If you want those kinds of feelings, it’s no use looking for them on store shelves.

Buying things you don’t need–or keeping all those things you already own but don’t really like–will not bring you any closer to the life you want.  These behaviors will only fill your house, and empty your wallet.

Think about the life you want.


Do you want more travel opportunities?


Think of the kind of work that always holds your attention, the activities you enjoy, and the people you love.  Now, visualize a way they can all come together in your life.  Move yourself in that direction.

Remember:  Happiness has no price tag, and it doesn’t take up any space in your garage.

Decisions, Decisions.

3 Sep

Some decisions are easier than others.

I recently read in an old magazine (Real Simple, February 2010) about a woman who once took five years to choose a set of curtains for her house, but married her husband after knowing him less than two weeks.  Decades later, the husband is still a keeper…no word on the status of the drapes.  Colors and patterns tend to go out of style, so I’m betting the curtains were replaced.

When I was about twelve years old, my mother took me to buy a much needed winter coat.  We went to only one store and I didn’t see anything special.  I looked at coats, and tried them on, feeling unimpressed and noncommittal.  My mother stood around while I gazed at my own reflection.  Finally, she gave me a time limit to decide.  If I didn’t choose something in that time, we just wouldn’t buy a coat.

So, I chose a coat.  It was a poor choice: a puffy gray knit that got fuzzballs and made me look like a linty marshmallow.  I wore it for a while, until my vanity got the better of me, and then I decided I would rather be cold.  Ultimately, it was waste of money.

I’m still not sure what lesson to take from the experience.  A slow decision wasn’t working, and the quick decision didn’t turn out well either.  The best lesson may be: only buy what you love.  Otherwise, wear layers.

I feel an affinity with the woman who married quickly but couldn’t choose a window treatment for five years.  I married fairly quickly, too, and became an instant parent of three ready-made children.  Maybe I didn’t know what I was getting into, but I would happily do it all over again.

Today, we celebrate our 5th wedding anniversary.

I have several coats now, and thankfully, none of them make me look like a linty marshmallow… but it’s love that keeps me warm.

A Shopping List (to read before shopping for clothing)

17 Mar

1.  When you shop for clothes, always wear something you know looks great on you.  Anything you buy should look as least as good as the clothing in which you arrived.

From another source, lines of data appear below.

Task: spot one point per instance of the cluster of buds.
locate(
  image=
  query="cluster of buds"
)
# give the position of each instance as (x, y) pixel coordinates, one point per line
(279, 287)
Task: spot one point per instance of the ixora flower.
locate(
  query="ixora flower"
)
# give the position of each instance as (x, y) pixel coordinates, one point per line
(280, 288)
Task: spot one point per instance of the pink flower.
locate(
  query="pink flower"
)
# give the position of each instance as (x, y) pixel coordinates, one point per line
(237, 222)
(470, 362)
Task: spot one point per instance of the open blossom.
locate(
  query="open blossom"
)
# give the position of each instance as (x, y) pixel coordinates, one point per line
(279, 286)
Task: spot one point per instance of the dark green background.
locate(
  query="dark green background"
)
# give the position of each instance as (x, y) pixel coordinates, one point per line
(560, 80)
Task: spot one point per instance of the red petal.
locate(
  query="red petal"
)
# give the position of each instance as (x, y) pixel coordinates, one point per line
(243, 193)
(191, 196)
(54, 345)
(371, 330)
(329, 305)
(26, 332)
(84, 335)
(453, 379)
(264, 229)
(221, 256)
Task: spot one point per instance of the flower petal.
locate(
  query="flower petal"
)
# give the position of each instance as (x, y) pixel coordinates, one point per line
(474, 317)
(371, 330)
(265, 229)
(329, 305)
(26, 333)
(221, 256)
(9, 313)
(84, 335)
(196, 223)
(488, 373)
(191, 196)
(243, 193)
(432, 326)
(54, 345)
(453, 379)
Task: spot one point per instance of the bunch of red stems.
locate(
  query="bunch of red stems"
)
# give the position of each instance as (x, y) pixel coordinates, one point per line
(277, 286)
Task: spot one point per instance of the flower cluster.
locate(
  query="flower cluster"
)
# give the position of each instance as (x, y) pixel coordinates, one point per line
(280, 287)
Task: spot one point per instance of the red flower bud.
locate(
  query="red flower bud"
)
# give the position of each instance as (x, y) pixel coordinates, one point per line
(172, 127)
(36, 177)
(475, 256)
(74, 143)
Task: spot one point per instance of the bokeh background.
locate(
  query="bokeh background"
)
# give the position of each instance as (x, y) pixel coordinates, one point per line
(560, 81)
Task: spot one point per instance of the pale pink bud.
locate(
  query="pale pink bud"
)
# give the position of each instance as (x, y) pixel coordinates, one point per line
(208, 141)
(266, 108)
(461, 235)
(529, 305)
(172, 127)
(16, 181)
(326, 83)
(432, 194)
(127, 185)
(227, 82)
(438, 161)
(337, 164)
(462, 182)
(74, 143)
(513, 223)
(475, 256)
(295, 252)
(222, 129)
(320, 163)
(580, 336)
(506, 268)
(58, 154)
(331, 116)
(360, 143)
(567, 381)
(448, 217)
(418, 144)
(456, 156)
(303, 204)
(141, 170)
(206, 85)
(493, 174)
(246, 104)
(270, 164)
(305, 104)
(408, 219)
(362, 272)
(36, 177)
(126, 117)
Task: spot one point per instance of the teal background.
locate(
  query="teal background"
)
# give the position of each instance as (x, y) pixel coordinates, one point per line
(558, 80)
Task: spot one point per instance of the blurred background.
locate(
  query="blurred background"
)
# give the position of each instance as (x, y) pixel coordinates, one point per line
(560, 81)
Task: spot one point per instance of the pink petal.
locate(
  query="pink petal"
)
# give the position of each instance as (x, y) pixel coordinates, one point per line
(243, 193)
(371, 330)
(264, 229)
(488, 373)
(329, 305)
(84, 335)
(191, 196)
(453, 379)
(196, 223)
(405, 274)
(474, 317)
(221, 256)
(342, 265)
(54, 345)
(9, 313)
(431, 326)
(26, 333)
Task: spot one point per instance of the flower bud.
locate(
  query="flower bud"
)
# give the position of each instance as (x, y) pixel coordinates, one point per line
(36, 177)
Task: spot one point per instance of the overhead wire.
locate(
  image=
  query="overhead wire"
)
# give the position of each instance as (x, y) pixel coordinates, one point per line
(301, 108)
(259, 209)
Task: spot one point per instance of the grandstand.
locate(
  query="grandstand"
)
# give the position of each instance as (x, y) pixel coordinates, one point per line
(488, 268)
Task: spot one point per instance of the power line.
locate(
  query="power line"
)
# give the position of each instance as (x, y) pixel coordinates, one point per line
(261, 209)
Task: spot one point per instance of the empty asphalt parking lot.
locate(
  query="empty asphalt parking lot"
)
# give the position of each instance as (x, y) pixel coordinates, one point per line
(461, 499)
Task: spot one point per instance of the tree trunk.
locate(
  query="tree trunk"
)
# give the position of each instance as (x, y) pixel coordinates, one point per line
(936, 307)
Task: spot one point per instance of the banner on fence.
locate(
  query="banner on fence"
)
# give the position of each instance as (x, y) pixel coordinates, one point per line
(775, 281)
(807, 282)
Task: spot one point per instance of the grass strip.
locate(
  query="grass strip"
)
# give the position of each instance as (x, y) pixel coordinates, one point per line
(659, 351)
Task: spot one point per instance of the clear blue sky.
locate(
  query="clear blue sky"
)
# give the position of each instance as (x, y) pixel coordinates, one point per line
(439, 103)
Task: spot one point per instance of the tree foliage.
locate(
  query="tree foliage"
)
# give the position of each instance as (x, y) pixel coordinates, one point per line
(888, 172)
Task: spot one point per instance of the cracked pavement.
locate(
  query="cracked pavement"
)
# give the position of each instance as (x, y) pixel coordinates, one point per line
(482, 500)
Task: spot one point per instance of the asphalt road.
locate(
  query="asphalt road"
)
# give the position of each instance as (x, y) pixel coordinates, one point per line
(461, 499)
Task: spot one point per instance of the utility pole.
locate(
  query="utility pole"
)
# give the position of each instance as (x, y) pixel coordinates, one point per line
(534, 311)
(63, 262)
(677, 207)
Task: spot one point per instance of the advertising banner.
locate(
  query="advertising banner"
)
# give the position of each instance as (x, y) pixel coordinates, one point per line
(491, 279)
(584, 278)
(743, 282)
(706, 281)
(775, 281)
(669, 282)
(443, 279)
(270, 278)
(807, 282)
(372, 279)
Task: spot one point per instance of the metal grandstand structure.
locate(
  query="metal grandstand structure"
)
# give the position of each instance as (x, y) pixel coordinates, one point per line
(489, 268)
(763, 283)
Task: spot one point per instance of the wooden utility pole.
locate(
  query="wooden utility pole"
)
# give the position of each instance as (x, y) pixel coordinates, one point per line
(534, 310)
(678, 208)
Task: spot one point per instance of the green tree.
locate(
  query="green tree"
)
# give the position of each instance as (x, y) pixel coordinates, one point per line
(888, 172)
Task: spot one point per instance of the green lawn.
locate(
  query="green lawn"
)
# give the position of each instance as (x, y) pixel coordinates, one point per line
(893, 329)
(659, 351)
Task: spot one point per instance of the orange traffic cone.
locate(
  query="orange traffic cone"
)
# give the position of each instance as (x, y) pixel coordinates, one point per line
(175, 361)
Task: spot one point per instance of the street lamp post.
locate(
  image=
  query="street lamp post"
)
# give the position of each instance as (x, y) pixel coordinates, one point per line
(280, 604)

2.  If you like it, but you don’t think the style will work on you, try it on anyway.  You may be surprised.

3.  If it isn’t a durable fabric with durable stitching, it is “disposable clothing”.  When it is stretched, shrunken, unraveled, threadbare, or covered in “pills”, you will wonder what you ever saw in it.

4.  Printed separates are hard to match.  Think solid.

5.  Dark colors look great on young people, but brighter, lighter colors reflect a youthful light onto an older face.

6.  Don’t buy something because it is “the new trend”.  Buy something that you will still want to wear in five years.

7.  If you are likely to spend a lot of time tugging it up, down, or sideways, you will not be comfortable wearing the item, and it will not leave the closet.

8.  A great necklace, scarf, shoe or bag can make all the difference with simple clothing.

9.  Buying something ON SALE will not save you any money…if you will never wear it.

10.  When you feel tired or discouraged, GO HOME.